Tudo era teatro, preparado por Trump e por J. D. Vance.
O vice fazia o papel do "bad cop" (policial mau, o agressivo), o chefe, por alguns momentos, do "good cop" (bom policial, amigável). Essa é uma famigerada técnica de interrogatório segundo a qual duas pessoas assumem papéis opostos para influenciar o terceiro indivíduo, porque explora o desejo de alívio e cooperação em situação de estresse.
Foi assim por um tempo. Até que a coisa mudou de figura, e os dois, Trump e Vance, descortinam suas verdadeiras faces.
Zelensky caiu como um peixe na armadilha da Casa Branca trumpiana: viajou a Washington para entregar os nacos terras raras da Ucrânia para os Estados Unidos explorarem, sem nenhuma garantia de segurança. Pior: cruzou o Atlântico depois que Trump o chamou de ditador e sem ter sido chamado, em nenhum momento, para sentar à mesa de negociação sobre o futuro de seu país.
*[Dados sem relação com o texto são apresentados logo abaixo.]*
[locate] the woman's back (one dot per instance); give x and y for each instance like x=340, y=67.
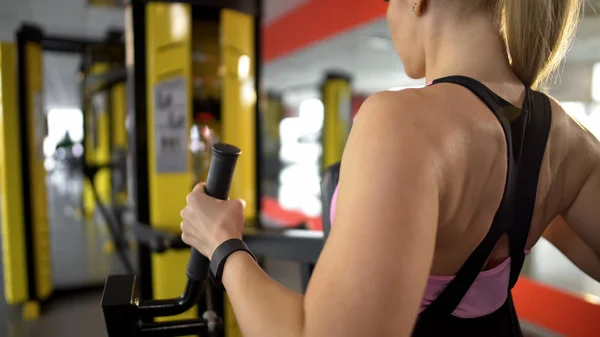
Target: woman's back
x=476, y=167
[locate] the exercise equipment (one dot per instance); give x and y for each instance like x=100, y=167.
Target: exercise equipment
x=329, y=182
x=337, y=101
x=25, y=213
x=27, y=266
x=123, y=310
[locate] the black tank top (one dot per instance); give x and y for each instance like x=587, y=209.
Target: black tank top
x=526, y=131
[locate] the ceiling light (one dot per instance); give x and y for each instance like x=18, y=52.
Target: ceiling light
x=596, y=82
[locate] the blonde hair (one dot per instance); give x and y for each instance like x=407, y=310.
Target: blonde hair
x=537, y=33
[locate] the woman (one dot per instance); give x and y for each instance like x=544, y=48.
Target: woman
x=434, y=182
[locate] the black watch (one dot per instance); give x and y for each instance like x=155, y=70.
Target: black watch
x=220, y=255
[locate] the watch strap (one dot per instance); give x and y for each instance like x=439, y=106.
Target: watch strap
x=220, y=255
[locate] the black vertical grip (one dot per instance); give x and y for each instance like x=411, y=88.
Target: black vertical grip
x=218, y=183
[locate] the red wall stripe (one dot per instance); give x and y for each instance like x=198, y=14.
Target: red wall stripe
x=556, y=310
x=315, y=21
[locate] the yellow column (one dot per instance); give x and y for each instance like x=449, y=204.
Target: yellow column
x=170, y=174
x=337, y=99
x=14, y=260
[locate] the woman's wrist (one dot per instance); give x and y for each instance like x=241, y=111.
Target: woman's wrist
x=219, y=239
x=236, y=261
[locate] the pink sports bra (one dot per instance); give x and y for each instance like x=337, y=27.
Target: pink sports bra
x=487, y=294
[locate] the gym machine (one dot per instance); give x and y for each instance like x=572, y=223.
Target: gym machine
x=123, y=310
x=25, y=217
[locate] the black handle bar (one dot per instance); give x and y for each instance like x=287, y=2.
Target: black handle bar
x=218, y=183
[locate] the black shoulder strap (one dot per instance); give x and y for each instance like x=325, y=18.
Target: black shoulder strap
x=539, y=120
x=451, y=296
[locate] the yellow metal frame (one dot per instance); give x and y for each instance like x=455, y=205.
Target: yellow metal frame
x=35, y=118
x=337, y=98
x=238, y=103
x=118, y=129
x=238, y=123
x=100, y=152
x=13, y=232
x=168, y=55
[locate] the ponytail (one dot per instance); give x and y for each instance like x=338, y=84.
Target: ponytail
x=538, y=34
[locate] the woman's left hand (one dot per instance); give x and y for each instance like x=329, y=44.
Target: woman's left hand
x=208, y=222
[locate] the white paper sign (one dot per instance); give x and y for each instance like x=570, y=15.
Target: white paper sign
x=40, y=124
x=170, y=126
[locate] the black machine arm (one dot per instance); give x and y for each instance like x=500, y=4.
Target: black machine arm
x=122, y=310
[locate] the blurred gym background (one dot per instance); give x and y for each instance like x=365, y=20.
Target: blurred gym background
x=303, y=42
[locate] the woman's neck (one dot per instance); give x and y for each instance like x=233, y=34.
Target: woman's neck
x=472, y=48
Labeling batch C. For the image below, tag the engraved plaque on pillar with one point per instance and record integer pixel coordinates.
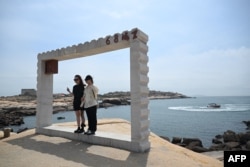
(51, 67)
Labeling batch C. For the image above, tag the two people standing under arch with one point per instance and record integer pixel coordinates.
(85, 98)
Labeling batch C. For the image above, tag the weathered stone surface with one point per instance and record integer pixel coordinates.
(199, 149)
(217, 141)
(231, 145)
(165, 137)
(217, 147)
(176, 140)
(244, 137)
(187, 141)
(248, 145)
(230, 136)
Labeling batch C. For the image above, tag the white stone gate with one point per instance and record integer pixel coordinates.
(47, 65)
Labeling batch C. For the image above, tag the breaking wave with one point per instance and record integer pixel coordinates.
(224, 107)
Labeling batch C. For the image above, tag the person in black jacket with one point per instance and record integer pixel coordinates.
(77, 93)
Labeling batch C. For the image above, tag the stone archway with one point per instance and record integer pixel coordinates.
(47, 65)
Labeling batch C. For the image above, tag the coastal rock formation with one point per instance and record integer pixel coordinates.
(13, 108)
(193, 144)
(231, 141)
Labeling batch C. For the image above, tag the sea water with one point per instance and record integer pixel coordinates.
(187, 117)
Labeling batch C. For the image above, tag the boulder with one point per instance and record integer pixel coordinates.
(217, 141)
(187, 141)
(176, 140)
(230, 136)
(232, 145)
(165, 138)
(244, 137)
(217, 147)
(218, 136)
(199, 149)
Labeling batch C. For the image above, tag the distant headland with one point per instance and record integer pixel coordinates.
(13, 108)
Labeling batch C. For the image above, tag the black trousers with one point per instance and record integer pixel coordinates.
(92, 118)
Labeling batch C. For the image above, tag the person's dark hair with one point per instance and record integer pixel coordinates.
(80, 78)
(89, 77)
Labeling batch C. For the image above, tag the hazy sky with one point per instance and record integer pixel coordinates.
(196, 47)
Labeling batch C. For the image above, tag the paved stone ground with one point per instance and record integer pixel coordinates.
(30, 149)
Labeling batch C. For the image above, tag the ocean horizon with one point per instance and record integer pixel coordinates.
(187, 117)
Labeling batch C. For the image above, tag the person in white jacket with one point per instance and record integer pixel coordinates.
(90, 104)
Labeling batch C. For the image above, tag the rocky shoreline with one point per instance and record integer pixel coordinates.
(13, 108)
(228, 141)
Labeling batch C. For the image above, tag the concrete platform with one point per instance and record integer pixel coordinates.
(100, 138)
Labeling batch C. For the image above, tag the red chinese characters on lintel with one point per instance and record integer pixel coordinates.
(125, 36)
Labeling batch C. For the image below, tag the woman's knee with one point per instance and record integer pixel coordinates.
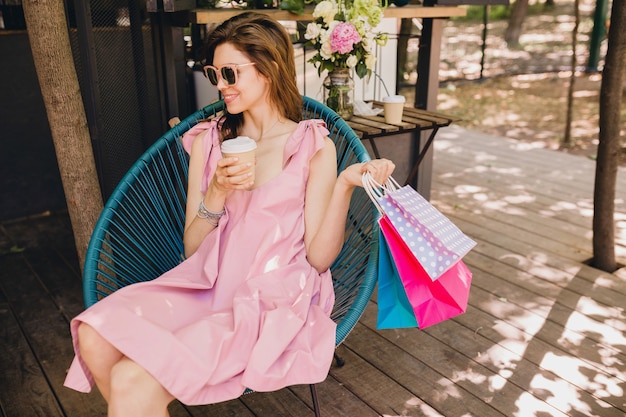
(129, 378)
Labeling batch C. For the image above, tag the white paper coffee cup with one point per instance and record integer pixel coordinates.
(241, 147)
(393, 106)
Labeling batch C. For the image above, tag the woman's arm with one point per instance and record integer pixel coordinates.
(328, 200)
(228, 176)
(196, 229)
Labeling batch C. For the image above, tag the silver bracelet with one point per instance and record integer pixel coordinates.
(211, 216)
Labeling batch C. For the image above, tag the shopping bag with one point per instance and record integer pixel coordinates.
(394, 309)
(432, 301)
(432, 238)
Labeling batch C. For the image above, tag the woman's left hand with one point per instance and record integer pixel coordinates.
(380, 169)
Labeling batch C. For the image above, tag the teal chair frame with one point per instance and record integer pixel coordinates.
(139, 233)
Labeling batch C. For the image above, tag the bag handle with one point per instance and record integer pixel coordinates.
(377, 191)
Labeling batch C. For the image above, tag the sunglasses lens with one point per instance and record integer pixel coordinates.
(211, 75)
(229, 75)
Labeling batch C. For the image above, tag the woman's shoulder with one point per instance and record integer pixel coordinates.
(204, 131)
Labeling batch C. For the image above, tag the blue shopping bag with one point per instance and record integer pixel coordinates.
(394, 309)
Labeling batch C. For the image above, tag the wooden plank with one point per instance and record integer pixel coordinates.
(563, 377)
(281, 403)
(491, 388)
(335, 400)
(363, 130)
(21, 377)
(379, 120)
(424, 391)
(538, 309)
(232, 408)
(46, 330)
(484, 316)
(372, 121)
(375, 388)
(203, 16)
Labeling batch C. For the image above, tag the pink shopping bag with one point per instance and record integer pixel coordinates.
(431, 237)
(432, 301)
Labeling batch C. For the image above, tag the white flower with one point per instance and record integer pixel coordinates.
(326, 10)
(312, 31)
(370, 61)
(352, 61)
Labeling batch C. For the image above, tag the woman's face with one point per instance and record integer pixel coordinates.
(251, 87)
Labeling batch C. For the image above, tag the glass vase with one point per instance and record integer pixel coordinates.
(339, 92)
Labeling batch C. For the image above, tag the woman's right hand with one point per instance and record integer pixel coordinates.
(230, 175)
(380, 169)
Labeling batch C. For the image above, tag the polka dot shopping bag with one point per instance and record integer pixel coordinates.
(420, 236)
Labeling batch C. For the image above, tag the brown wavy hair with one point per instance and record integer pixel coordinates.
(266, 42)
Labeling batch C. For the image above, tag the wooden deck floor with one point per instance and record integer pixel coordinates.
(544, 335)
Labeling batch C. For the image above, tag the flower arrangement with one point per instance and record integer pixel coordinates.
(343, 34)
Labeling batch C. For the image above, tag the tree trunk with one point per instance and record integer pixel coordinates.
(514, 29)
(609, 143)
(567, 137)
(50, 45)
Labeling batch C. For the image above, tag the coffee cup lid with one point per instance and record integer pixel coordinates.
(394, 99)
(238, 144)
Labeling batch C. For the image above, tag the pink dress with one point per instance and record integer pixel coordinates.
(246, 310)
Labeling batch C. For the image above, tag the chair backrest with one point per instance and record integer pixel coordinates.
(138, 236)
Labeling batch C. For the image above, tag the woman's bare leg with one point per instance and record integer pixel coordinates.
(99, 356)
(136, 393)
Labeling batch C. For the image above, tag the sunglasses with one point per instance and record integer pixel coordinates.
(228, 73)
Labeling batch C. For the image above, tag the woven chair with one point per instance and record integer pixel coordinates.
(139, 233)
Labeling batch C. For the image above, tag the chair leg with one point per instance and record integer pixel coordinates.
(316, 405)
(339, 360)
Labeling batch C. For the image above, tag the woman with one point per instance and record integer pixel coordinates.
(250, 306)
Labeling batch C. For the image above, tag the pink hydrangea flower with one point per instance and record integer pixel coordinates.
(343, 37)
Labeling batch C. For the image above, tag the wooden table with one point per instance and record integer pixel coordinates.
(203, 16)
(414, 122)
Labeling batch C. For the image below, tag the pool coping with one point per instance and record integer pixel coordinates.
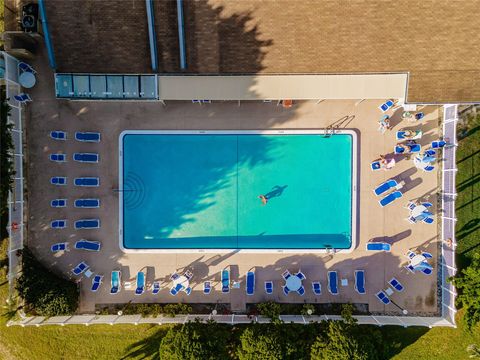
(354, 202)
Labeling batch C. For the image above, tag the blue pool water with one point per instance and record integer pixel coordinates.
(200, 191)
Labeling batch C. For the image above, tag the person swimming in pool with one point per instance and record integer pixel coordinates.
(264, 199)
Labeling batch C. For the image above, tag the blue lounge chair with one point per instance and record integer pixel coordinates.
(87, 224)
(86, 157)
(396, 284)
(88, 245)
(80, 268)
(116, 282)
(390, 198)
(140, 283)
(378, 246)
(87, 203)
(58, 180)
(438, 144)
(22, 98)
(174, 291)
(286, 274)
(225, 281)
(207, 287)
(427, 271)
(58, 135)
(387, 105)
(386, 186)
(414, 148)
(58, 157)
(87, 136)
(59, 247)
(58, 224)
(333, 282)
(269, 287)
(250, 283)
(87, 181)
(360, 281)
(383, 297)
(96, 282)
(58, 203)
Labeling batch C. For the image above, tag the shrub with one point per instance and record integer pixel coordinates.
(44, 292)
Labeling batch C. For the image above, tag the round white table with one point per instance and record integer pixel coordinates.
(181, 280)
(417, 260)
(27, 79)
(293, 283)
(418, 211)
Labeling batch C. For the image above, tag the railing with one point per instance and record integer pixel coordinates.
(15, 196)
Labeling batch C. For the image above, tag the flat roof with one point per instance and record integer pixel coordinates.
(436, 44)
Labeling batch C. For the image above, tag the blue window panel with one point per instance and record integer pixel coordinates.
(131, 86)
(98, 86)
(64, 85)
(81, 86)
(114, 86)
(148, 89)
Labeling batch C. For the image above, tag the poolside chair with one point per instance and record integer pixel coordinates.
(387, 105)
(87, 203)
(96, 282)
(22, 98)
(87, 136)
(207, 287)
(386, 186)
(360, 281)
(427, 271)
(88, 245)
(86, 157)
(58, 135)
(24, 67)
(59, 247)
(401, 135)
(414, 148)
(80, 268)
(396, 284)
(333, 282)
(250, 288)
(58, 224)
(155, 288)
(116, 282)
(140, 283)
(87, 224)
(58, 157)
(269, 287)
(58, 203)
(58, 180)
(225, 281)
(378, 246)
(390, 198)
(286, 274)
(383, 297)
(317, 288)
(87, 181)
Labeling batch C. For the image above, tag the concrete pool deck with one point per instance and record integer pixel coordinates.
(46, 113)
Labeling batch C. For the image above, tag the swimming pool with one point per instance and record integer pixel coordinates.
(199, 190)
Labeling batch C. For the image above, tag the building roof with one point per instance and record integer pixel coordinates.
(436, 43)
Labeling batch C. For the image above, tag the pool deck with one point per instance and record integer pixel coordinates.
(111, 118)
No Salão Oval, quase sem conseguir falar mais alto do que Trump e Vance, ficou na defensiva. Mas manteve-se fiel à verdade factual: Putin não é confiável.
O acordo sobre o futuro da Ucrânia já foi desenhado por Trump e Putin: envolve a consolidação da ocupação do leste do país (Donetsk e Luhansk), a oficialização da Crimeia como área russa, e a entrega das terras raras ucranianas aos EUA como "agradecimento" pelo apoio prestado até aqui. Isso não é paz. É capitulação. Ou como dizia sabiamente o célebre letrista do Rappa Marcelo Yuka: "Paz sem voz não é paz. É medo".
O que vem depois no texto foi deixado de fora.